Suyun bozucu etkisine karşı koyan ve netlik getiren yeni algoritma Sea-thru, üstelik bizden birisi tarafından geliştirldi : Derya Akkaynak
Mercan resifleri, doğanın en karmaşık ve renkli canlı oluşumları arasındadır. Ancak herhangi bir su altı fotoğrafçısının bildiği gibi, yapay ışık olmadan çekilen fotoğrafları genellikle yumuşak ve mavi renkte çıkar. Sığ su bile, ışığı farklı dalga boylarında seçici olarak emer ve dağıtır. Bu da bazı özelliklerin görülmesini zorlaştırır ve renkleri – özellikle kırmızılar ve sarıları – siler. Bu etki, mercan bilim adamlarının su altı görüntülerindeki türleri belirlemek, saymak ve sınıflandırmak için bilgisayarla görme ve makine öğrenimi algoritmalarını kullanmasını zorlaştırır; bunun yerine zaman alıcı insan değerlendirmesine güvenmeleri gerekir.
Su altındaki görsel bozulmaları düzelten algoritma : Sea-Thru
Mühendis ve oşinograf Derya Akkaynak tarafından geliştirilen Sea-thru adlı yeni bir algoritma. Bu algoritma bir görüntüdeki suyun neden olduğu görsel bozulmayı ortadan kaldırıyor. Bu algoritma yüzeyin altındaki gerçek renkleri görmesi gereken biyologlar için geniş kapsamlı etkileri olabilir. Akkaynak ve Hayfa Üniversitesi’nde doktora sonrası danışmanı olan mühendis Tali Treibitz, IEEE Bilgisayarlı Görü ve Örüntü Tanıma Konferansı’nda Haziran ayında sunulan bir bildiride süreci detaylandırdı .
Sea-thru’nun ışık soğurma ve saçılma fiziğinde ki görüntü analizi faktörlerine bakılınca , ışığın etkileştiği parçacıklar okyanuslar da atmosfere göre daha büyüktürler. Bu süreçte program, görüntü bozulmasını sudan piksel piksel tersine çevirerek kaybolan renkleri geri kazandırır.

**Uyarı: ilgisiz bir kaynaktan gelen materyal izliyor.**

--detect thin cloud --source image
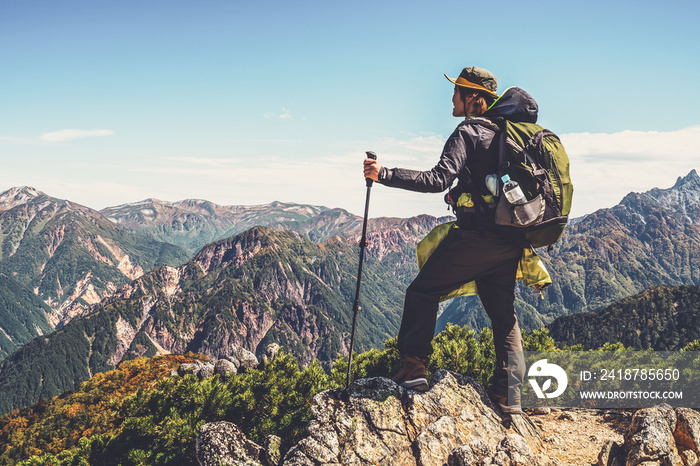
[263,108,296,120]
[40,129,114,142]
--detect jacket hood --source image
[482,87,538,123]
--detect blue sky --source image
[0,0,700,217]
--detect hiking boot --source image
[486,388,523,414]
[391,356,430,392]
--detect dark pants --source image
[398,228,524,395]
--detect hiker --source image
[364,66,537,414]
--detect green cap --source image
[445,66,498,99]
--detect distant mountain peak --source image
[0,186,46,210]
[673,169,700,188]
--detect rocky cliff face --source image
[197,371,554,466]
[0,227,404,409]
[197,370,700,466]
[101,199,361,253]
[0,187,188,338]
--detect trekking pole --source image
[345,152,377,389]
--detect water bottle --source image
[501,175,527,205]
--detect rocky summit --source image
[197,370,556,466]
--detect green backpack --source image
[445,117,574,248]
[495,120,574,248]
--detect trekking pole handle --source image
[365,151,377,188]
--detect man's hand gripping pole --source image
[345,152,377,388]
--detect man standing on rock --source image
[364,66,548,413]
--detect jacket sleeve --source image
[379,127,467,193]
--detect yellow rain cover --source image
[416,222,552,301]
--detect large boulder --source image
[283,371,540,466]
[196,421,266,466]
[227,344,259,372]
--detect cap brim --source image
[444,73,498,99]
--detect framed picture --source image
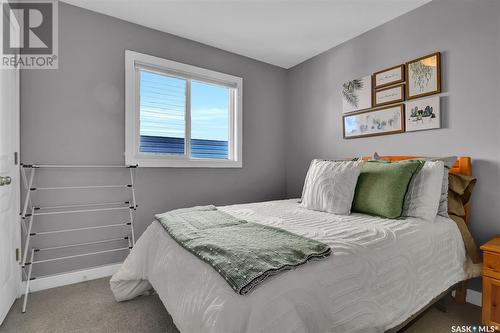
[343,104,405,139]
[406,52,441,99]
[373,84,405,107]
[372,65,405,89]
[342,76,372,113]
[405,96,441,132]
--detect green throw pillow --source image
[352,160,425,219]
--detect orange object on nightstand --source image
[481,237,500,326]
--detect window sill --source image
[125,157,243,168]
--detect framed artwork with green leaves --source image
[406,52,441,99]
[342,75,372,113]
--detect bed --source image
[110,156,470,332]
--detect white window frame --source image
[125,50,243,168]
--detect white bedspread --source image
[110,200,465,333]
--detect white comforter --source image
[110,200,466,333]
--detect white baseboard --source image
[21,263,121,293]
[451,289,483,306]
[22,263,483,306]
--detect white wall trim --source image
[451,289,483,306]
[22,263,483,306]
[22,263,121,292]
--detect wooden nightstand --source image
[481,237,500,326]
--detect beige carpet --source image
[0,279,481,333]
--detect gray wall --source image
[287,0,500,290]
[21,3,286,274]
[21,0,500,290]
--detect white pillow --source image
[301,160,363,215]
[401,161,444,222]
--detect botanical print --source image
[373,65,404,88]
[344,104,403,138]
[342,76,372,113]
[407,53,440,98]
[373,84,404,106]
[406,96,441,132]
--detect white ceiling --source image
[64,0,430,68]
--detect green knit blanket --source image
[156,206,331,295]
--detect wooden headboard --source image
[363,156,472,226]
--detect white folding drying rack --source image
[20,164,138,313]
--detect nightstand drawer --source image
[483,252,500,279]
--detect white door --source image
[0,60,21,324]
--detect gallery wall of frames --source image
[342,52,441,139]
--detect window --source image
[125,50,242,168]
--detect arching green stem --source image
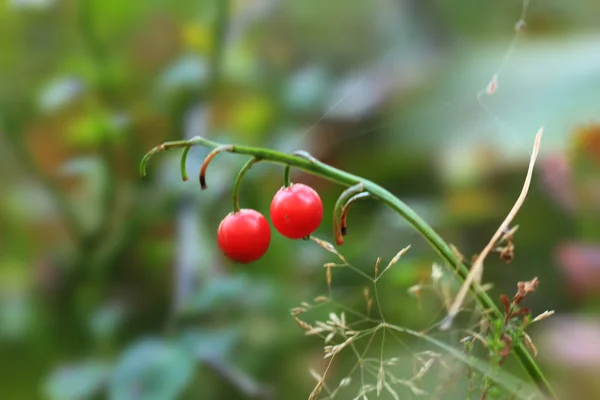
[140,136,557,399]
[340,192,371,236]
[283,165,292,187]
[233,157,260,212]
[200,144,233,190]
[179,146,192,182]
[333,182,365,246]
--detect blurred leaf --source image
[109,339,195,400]
[44,361,109,400]
[286,65,331,112]
[67,113,115,147]
[184,276,272,313]
[181,327,241,358]
[160,55,208,91]
[38,77,84,112]
[231,96,274,139]
[89,304,125,339]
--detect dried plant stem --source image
[440,128,544,330]
[140,130,556,398]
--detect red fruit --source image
[217,209,271,263]
[271,183,323,239]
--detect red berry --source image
[217,209,271,263]
[271,183,323,239]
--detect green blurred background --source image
[0,0,600,400]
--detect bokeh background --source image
[0,0,600,400]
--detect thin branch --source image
[140,130,556,399]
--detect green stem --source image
[140,136,556,399]
[233,157,260,212]
[332,184,368,246]
[179,146,192,182]
[283,165,292,187]
[340,192,371,236]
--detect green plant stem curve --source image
[140,136,557,399]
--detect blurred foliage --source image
[0,0,600,400]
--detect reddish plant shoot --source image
[270,183,323,239]
[217,209,271,264]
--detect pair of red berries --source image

Çekimlerde fotogrametri bilgisi gerekiyor
Ancak sürecin çalışması için mesafe bilgisi gerektirmesidir. Akkaynak, Sea-thru’nun kamera ile sahnedeki nesneler arasındaki mesafeyi suyun ışığı azaltıcı etkisini tahmin etmek için kullandığı çeşitli açılardan aynı sahnenin çok sayıda fotoğrafını çekiyor. Neyse ki, birçok bilim insanı fotogrametri adı verilen bir işlemi kullanarak görüntü veri setlerinde mesafe bilgilerini zaten yakalıyor. Akkaynak, programın bu fotoğraflar üzerinde kolayca çalışacağını söylüyor.
Sea-thru doğru yönde atılmış bir adım
San Diego’daki California Üniversitesi’nde bir proje olan 100 Island Challenge’da araştırmacı olan Nicole Pedersen: “Sualtında çalışmayla ilgili bizi araştırmacıların su üzerinde ve karada yapabileceklerinin çok gerisinde bırakan pek çok zorluk var” diyor. Bilim adamlarının 3 boyutlu resif modellerini bir araya getirmek için 100 metrekare başına 7.000 fotoğraf çekmesi gerekiyor. Pedersen, ilerlemenin bu görüntüleri işlemek için gerekli bilgisayar araçlarının olmaması nedeniyle engellendiğini söylüyor. Ve Sea-thru’nun doğru yönde atılmış bir adım olduğunu ekliyor.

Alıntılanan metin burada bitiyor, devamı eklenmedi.